At that time WMT was about $54/share.  I recommended nobody own the stock.

In May, 2011 I reiterated this problem at Wal-Mart in a column that paralleled the retailer with software giant Microsoft, and pointed out that because of financial machinations not all earnings are equal.  I continued to say that this disease would cripple Wal-Mart.  Six months had passed, and the stock was about $55.

By February, 2012 I pointed out that the big reorganization at Wal-Mart was akin to re-arranging deck chairs on a sinking ship and said nobody should own the stock.  It was up, however, trading at $61.

At the end of April, 2012 the Wal-Mart Mexican bribery scandal made the press, and I warned investors that this was a telltale sign of a company scrambling to make its numbers – and pushing the ethical (if not legal) envelope in trying to defend and extend its worn out success formula.  The stock was $59.

Then in July, 2014 a lawsuit was filed after an overworked Wal-Mart truck driver ran into a car killing James McNair and seriously injuring comedian Tracy Morgan.  Again, I pointed out that this was a telltale sign of an organization stretching to try and make money out of a business model that was losing its ability to sustain profits.  Market shifts were making it ever harder to keep up with emerging on-line competitors, and accidents like this were visible cracks in the business model.  But the stock was now $77. Most investors focused on short-term numbers rather than the telltale signs of distress.

In January, 2015 I pointed out that retail sales were actually down 1% for December, 2014.  But Amazon.com had grown considerably.  The telltale indication of a rotting traditional retail brick-and-mortar approach was showing itself clearly.  Wal-Mart was hitting all time highs of around $87, but I reiterated my recommendation that investors escape the stock.

By July, 2015 we learned that the market cap of Amazon now exceeded that of Wal-Mart.  Traditional retail struggles were apparent on several fronts, while on-line growth remained strong.  Bigger was not better in the case of Wal-Mart vs. Amazon, because bigger blinded Wal-Mart to the absolute necessity for changing its business model.  The stock had fallen back to $72.

Now Wal-Mart is back to $60/share.  Where it was in January, 2012 and only 10% higher than when I first said to avoid the stock in 2010.  Five years up, then down the roller coaster.

From October of 2010 through January, 2015 I looked dead wrong on Wal-Mart.  And the folks who commented on my columns here at this journal and on my web site, or emailed me, were profuse in pointing out that my warnings seemed misguided.  Wal-Mart was huge, it was strong and it would dominate was the feedback.

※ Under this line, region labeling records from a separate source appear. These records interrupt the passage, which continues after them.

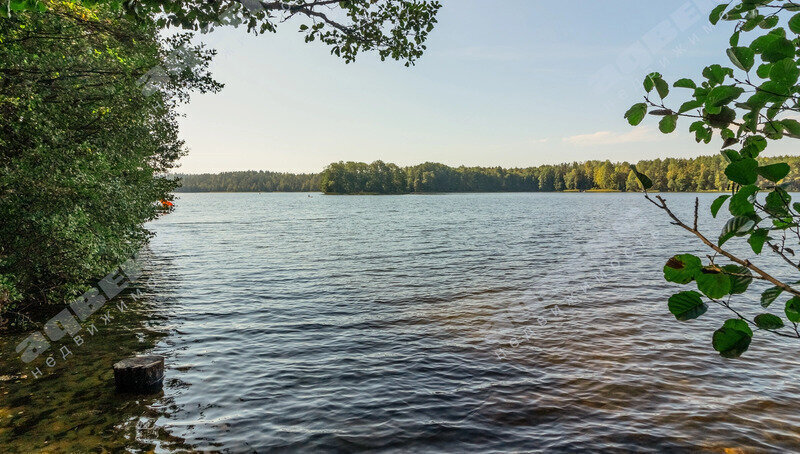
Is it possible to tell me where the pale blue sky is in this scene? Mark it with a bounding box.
[179,0,793,173]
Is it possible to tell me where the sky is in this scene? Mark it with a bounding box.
[178,0,796,173]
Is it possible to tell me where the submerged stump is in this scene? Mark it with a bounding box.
[114,355,164,393]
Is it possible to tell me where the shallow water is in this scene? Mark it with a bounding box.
[0,194,800,452]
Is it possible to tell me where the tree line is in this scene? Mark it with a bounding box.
[0,0,441,330]
[176,170,320,192]
[202,155,800,194]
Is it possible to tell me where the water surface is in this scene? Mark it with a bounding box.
[0,194,800,452]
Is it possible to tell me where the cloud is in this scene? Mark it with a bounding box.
[563,126,660,147]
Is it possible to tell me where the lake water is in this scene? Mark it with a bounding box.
[0,194,800,452]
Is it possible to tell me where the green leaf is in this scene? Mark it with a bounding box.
[753,314,783,330]
[750,29,795,63]
[764,188,792,217]
[664,254,703,284]
[625,102,647,126]
[653,78,669,99]
[728,47,756,71]
[630,164,653,191]
[708,3,728,25]
[757,162,791,183]
[703,65,733,86]
[769,57,800,89]
[729,185,758,216]
[781,118,800,137]
[658,115,678,134]
[695,267,731,299]
[706,85,744,107]
[785,296,800,323]
[747,229,769,254]
[678,99,705,113]
[717,216,756,246]
[789,14,800,35]
[711,195,731,217]
[761,287,783,309]
[722,265,753,295]
[667,291,708,322]
[744,136,767,153]
[705,105,736,129]
[725,158,758,186]
[711,318,753,358]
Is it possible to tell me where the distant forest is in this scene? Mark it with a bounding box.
[177,155,800,194]
[175,170,321,192]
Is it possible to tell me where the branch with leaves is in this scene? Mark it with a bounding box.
[0,0,442,66]
[625,0,800,358]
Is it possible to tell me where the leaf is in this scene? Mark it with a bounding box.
[705,106,736,129]
[658,115,678,134]
[695,267,731,299]
[711,195,730,217]
[672,78,697,89]
[725,158,758,186]
[757,162,791,183]
[781,118,800,137]
[727,47,756,72]
[764,188,792,217]
[667,291,708,322]
[747,229,769,254]
[703,65,733,86]
[678,99,704,113]
[708,3,728,25]
[717,216,756,246]
[711,318,753,358]
[729,185,758,216]
[769,57,800,89]
[630,164,653,191]
[625,102,647,126]
[785,296,800,323]
[753,314,783,330]
[744,136,767,153]
[789,14,800,35]
[722,265,753,295]
[706,85,744,107]
[761,287,783,309]
[664,254,703,284]
[654,78,669,99]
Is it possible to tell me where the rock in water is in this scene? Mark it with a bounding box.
[114,355,164,393]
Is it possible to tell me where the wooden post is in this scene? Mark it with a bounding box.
[114,355,164,393]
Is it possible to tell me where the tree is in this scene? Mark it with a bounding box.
[625,0,800,358]
[0,0,440,327]
[0,0,441,66]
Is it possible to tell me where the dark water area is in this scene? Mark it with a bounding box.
[0,193,800,452]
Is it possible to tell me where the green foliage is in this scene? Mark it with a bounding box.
[711,318,753,358]
[664,254,703,284]
[668,291,708,322]
[625,0,800,358]
[0,2,219,318]
[0,0,441,66]
[0,0,441,324]
[175,170,320,192]
[318,155,800,194]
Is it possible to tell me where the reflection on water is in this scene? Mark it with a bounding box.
[0,194,800,452]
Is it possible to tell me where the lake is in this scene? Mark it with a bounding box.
[0,193,800,452]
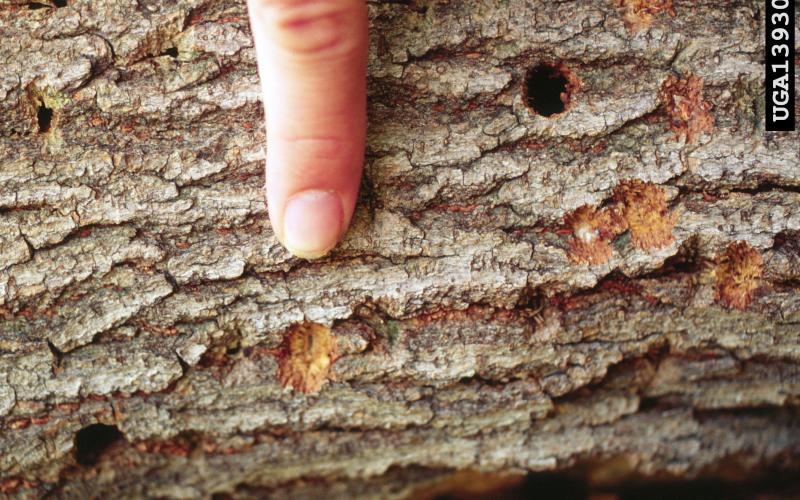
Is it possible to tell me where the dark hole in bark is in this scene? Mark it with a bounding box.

But I kept reiterating the point that long-term investors must look beyond short-term reported sales and earnings.  Those numbers are subject to considerable manipulation by management. Further, short-term operating actions, like shorter hours, lower pay, reduced benefits, layoffs and gouging suppliers can all prop up short-term financials at the expense of recognizing the devaluation of the company’s long-term strategy.

Investors buy and hold.  They hold until they see telltale signs of a company not adjusting to market shifts.  Short-term traders will say you could have bought in 2010, or 2012, and held into 2014, and then jumped out and made a profit.  But, who really can do that with forethought?  Market timing is a fools game.  The herd will always stay too long, then run out too late.  Timers get trampled in the stampede more often than book gains.

In this week’s announcement Wal-Mart executives provided more telltale signs of their problems, and the fact that they don’t know how to fix them, and therefore won’t.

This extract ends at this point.